Katherine E. Dougan 1 2 , Anthony J. Bellantuono 2 , Tim Kahlke 3 , Raffaela M. Abbriano 3 , Yibi Chen 1 , Sarah Shah 1 , Camila Granados-Cifuentes 2 , Madeleine J. H. van Oppen 4 5 , Debashish Bhattacharya 6 , David J. Suggett 3 , Mauricio Rodriguez-Lanetty 2 , Cheong Xin Chan 1
  1. Australian Centre for Ecogenomics, School of Chemistry and Molecular Biosciences, The University of Queensland, St Lucia, QLD, Australia
  2. Department of Biological Sciences, Florida International University, Miami, Florida, United States
  3. Climate Change Cluster, University of Technology Sydney, Sydney, New South Wales, Australia
  4. School of BioSciences, The University of Melbourne, Parkville, Victoria, Australia
  5. Australian Institute of Marine Science, Townsville, Queensland, Australia
  6. Department of Biochemistry and Microbiology, Rutgers University, New Brunswick, New Jersey, United States

Coral reefs are supported critically by symbioses involving dinoflagellate algae in the Family Symbiodiniaceae.
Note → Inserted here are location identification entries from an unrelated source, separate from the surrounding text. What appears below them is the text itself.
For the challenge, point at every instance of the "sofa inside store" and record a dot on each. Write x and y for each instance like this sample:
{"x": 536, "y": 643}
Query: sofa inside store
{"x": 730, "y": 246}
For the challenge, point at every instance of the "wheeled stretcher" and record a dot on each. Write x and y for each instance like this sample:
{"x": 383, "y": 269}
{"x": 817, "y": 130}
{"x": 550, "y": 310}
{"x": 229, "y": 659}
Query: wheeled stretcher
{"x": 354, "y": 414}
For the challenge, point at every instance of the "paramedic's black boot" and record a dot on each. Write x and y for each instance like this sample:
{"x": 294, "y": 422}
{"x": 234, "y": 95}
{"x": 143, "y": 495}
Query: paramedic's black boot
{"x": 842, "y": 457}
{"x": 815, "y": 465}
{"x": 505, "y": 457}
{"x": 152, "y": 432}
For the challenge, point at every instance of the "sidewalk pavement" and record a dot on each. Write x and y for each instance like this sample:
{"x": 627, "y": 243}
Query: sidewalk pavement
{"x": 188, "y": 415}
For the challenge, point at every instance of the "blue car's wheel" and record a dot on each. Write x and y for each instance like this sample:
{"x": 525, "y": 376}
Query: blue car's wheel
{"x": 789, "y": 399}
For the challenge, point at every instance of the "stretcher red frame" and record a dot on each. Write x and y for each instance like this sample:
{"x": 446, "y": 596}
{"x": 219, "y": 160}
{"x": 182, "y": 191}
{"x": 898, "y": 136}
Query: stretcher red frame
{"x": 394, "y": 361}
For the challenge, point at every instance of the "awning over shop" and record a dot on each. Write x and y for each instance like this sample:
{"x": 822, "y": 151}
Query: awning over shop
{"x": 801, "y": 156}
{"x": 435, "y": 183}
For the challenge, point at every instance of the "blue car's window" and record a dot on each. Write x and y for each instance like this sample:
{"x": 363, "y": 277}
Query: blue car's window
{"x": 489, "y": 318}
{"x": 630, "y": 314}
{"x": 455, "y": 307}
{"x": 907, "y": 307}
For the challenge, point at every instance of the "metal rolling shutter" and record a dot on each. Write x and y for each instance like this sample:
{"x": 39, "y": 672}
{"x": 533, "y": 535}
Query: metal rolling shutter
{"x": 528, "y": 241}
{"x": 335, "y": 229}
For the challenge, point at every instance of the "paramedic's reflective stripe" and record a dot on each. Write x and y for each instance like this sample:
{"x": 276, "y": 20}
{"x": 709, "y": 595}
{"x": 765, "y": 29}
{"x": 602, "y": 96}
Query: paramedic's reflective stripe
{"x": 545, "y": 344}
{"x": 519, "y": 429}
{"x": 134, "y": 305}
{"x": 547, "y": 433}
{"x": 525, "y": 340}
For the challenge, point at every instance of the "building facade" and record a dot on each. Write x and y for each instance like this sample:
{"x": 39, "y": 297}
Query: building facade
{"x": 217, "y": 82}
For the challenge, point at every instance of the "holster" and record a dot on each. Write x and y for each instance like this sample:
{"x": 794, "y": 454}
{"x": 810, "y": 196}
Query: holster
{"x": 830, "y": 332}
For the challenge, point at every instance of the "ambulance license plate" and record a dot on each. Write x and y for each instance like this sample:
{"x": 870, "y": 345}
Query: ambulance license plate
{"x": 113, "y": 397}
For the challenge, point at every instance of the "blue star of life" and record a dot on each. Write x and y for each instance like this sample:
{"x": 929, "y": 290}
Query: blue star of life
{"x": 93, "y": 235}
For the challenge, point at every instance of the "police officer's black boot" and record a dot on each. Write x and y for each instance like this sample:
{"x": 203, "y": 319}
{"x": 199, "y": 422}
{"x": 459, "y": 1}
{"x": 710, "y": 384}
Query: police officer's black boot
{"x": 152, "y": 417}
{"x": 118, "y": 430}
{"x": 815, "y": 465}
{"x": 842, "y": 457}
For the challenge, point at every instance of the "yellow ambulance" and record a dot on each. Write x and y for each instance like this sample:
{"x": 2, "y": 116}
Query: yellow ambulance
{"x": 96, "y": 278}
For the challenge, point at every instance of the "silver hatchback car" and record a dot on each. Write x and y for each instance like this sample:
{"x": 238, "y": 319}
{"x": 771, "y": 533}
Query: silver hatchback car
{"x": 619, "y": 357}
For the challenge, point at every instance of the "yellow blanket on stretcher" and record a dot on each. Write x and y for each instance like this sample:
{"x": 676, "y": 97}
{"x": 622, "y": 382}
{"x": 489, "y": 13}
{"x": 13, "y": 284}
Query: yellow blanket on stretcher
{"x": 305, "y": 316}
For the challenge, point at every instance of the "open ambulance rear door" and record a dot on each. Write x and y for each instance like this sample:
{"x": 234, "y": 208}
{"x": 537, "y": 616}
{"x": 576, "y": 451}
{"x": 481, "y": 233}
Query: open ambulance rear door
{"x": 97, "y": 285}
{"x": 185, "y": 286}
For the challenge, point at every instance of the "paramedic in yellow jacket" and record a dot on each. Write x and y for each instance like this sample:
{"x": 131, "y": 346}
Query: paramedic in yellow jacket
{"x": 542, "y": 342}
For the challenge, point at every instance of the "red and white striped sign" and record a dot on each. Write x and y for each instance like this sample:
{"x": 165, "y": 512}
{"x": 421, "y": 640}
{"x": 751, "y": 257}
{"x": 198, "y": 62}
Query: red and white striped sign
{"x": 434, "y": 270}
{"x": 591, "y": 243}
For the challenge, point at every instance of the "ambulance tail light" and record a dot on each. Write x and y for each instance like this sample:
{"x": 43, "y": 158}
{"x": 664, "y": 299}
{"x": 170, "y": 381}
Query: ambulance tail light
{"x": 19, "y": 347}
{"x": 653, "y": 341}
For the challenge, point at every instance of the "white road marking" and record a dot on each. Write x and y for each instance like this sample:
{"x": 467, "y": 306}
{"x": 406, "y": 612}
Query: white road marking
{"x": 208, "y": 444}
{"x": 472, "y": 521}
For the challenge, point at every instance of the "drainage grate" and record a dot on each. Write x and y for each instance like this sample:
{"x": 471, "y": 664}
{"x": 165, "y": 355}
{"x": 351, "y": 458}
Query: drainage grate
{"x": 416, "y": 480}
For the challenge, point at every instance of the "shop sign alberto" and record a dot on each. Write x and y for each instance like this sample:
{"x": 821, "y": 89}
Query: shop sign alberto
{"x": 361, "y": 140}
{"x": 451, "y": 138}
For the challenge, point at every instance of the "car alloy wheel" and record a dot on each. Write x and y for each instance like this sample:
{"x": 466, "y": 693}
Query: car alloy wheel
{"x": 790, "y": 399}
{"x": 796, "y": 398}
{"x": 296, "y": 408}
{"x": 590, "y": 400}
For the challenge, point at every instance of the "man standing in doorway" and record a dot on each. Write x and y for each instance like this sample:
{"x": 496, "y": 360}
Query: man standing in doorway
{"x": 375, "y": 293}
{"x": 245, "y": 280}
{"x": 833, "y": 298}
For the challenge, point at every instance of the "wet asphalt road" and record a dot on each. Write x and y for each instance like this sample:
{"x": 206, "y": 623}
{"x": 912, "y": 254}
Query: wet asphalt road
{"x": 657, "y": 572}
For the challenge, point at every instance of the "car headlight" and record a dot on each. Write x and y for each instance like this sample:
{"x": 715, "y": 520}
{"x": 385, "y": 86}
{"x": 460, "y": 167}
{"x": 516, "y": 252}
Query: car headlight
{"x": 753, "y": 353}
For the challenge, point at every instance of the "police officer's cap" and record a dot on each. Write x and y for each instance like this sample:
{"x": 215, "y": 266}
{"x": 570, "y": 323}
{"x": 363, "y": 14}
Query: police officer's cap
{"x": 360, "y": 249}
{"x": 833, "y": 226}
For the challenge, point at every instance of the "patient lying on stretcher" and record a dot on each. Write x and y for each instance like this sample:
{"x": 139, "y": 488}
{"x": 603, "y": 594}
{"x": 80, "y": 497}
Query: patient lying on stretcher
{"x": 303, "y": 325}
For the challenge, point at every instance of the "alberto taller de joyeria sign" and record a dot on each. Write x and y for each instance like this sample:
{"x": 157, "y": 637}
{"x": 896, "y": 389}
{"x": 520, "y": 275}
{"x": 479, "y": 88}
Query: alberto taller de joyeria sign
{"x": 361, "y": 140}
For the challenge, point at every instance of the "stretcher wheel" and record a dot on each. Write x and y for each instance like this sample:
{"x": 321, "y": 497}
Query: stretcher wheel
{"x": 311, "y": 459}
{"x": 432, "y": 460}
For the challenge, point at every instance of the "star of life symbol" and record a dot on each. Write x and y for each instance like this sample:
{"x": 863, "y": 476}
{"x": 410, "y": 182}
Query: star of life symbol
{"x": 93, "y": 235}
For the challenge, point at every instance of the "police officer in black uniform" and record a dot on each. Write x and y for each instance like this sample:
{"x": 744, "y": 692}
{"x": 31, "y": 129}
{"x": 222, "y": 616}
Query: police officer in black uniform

Breakdown of the coral-dinoflagellate symbiosis (i.e. coral bleaching), often due to ocean warming, puts reefs at risk of starvation, disease, and eventual death. The coral symbiont Durusdinium trenchii is significant for its capacity for increasing the resilience of coral holobionts under thermal stress. Believed to have experienced whole-genome duplication (WGD), an evolutionary mechanism for functional innovation, D. trenchii offers a valuable model system to understand how selection following WGD influences the genome of a symbiont. We generated de novo genome assemblies for two isolates of D. trenchii and demonstrate whole-genome support for WGD in a eukaryotic symbiont. We assessed how the facultative lifestyle has contributed to the retention and divergence of duplicate genes (i.e. ohnologs), and how these results intersect with the observed thermotolerance of corals hosting D. trenchii symbionts. Whereas our results show the free-living lifestyle is the main driver of post-WGD evolution they also implicate symbiosis, with both lifestyles increasing fitness. We show that in an interesting and unexpected twist, WGD, driven by selection under the free-living lifestyle has converted D. trenchii into the ideal coral symbiont that is better equipped to protect the host coral from thermal stress.